Consider the following example (lame as it may be):
char* leak()
{
char* buf = new char[2];
buf[0] = 'a';
buf[1] = '\0';
}
char* furtherGetResults()
{
return leak();
}
std::string getResults(const std::string& request)
{
return furtherGetResults();
}
bool processRequest(SOCKET client, const std::string& request)
{
std::string results;
results = getResults(request);
return send(client, results.c_str(), results.length(), 0) == results.length();
}
Its not always easy to find the leak if the code is distributed among separate modules or even in separate dlls. It also hard to find because the leaks is so small, but over time can grow large.

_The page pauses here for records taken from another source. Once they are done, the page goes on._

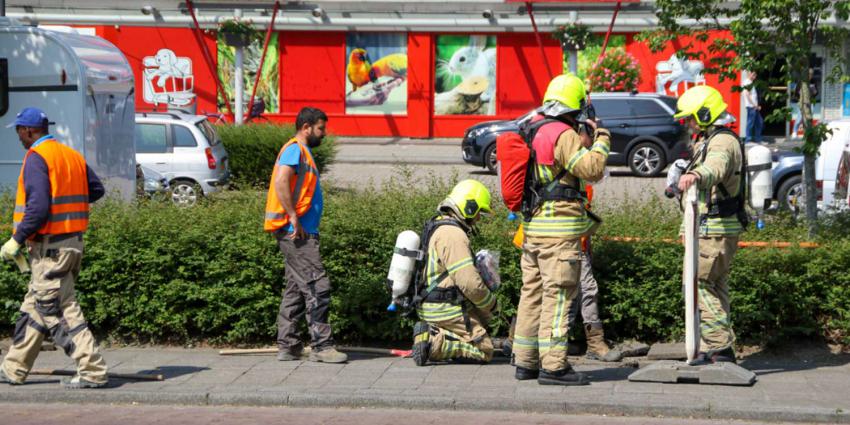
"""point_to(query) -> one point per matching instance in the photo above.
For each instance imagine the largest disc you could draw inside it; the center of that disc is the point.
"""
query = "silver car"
(185, 149)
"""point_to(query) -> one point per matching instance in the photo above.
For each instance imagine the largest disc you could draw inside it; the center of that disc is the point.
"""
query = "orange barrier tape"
(741, 244)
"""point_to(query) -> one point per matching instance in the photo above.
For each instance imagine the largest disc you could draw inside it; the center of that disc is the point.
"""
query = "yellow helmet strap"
(470, 208)
(704, 115)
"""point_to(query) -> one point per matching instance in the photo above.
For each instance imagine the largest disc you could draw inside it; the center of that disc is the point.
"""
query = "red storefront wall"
(312, 66)
(649, 60)
(312, 69)
(139, 42)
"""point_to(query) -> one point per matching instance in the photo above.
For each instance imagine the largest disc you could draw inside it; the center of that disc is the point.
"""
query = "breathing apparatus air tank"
(403, 265)
(761, 182)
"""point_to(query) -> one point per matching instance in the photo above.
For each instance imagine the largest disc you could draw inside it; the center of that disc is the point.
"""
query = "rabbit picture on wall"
(459, 63)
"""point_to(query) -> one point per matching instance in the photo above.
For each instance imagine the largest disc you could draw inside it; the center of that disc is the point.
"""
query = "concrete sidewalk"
(809, 385)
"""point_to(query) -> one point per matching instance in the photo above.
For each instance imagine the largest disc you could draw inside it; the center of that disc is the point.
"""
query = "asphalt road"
(91, 414)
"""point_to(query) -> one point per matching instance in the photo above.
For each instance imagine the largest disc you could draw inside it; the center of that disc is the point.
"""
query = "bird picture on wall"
(379, 86)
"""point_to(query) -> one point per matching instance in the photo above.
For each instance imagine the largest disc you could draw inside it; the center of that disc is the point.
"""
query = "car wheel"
(490, 158)
(791, 194)
(185, 193)
(647, 159)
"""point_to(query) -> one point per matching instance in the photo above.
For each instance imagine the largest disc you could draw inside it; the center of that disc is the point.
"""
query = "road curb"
(563, 405)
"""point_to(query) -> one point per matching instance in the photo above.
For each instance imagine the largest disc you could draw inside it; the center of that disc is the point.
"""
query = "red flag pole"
(207, 55)
(539, 40)
(263, 57)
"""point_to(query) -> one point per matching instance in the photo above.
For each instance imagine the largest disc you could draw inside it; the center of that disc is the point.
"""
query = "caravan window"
(151, 138)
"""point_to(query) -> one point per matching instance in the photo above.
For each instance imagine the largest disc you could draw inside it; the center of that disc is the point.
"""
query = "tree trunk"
(810, 156)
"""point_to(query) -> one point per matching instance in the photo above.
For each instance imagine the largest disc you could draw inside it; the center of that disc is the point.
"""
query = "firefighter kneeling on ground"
(456, 305)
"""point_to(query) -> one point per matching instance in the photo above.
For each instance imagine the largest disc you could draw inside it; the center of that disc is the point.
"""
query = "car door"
(189, 159)
(652, 119)
(153, 147)
(616, 116)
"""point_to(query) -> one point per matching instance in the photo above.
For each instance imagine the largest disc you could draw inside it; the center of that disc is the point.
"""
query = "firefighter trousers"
(715, 262)
(550, 276)
(50, 308)
(450, 339)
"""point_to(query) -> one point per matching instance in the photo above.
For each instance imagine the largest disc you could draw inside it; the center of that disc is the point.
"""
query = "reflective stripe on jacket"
(303, 187)
(722, 165)
(69, 190)
(568, 219)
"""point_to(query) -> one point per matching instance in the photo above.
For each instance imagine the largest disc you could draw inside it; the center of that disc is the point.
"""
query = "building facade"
(378, 68)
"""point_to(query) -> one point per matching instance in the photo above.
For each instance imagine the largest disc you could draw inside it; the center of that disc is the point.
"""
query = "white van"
(829, 156)
(84, 84)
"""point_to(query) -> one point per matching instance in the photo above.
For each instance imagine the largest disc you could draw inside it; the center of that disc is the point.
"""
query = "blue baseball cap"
(30, 117)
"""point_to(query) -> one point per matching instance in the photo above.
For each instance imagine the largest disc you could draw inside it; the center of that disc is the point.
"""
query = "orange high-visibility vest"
(69, 190)
(302, 188)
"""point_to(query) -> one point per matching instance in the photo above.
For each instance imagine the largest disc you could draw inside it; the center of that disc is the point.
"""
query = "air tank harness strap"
(452, 296)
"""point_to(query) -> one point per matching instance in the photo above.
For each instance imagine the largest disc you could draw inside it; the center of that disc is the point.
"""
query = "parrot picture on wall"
(376, 73)
(359, 68)
(393, 65)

To start you can put the loop around the call getResults():
bool processRequest(SOCKET client, const std::string& request)
{
std::string results;
for (size_t i = 0; i < 1000000; i++) {
results = getResults(request);
}
return send(client, results.c_str(), results.length(), 0) == results.length();
}
If the memory usage spikes then you've got the leak, following this you move down the call stack to getResults(), then to furtherGetResults() and so on until you've nailed it. This example overly simplifies the technique but in production code there is typically a lot more code in each function called and it's more difficult to narrow down.
This option may not always be available, but when it is it finds the problem very quickly.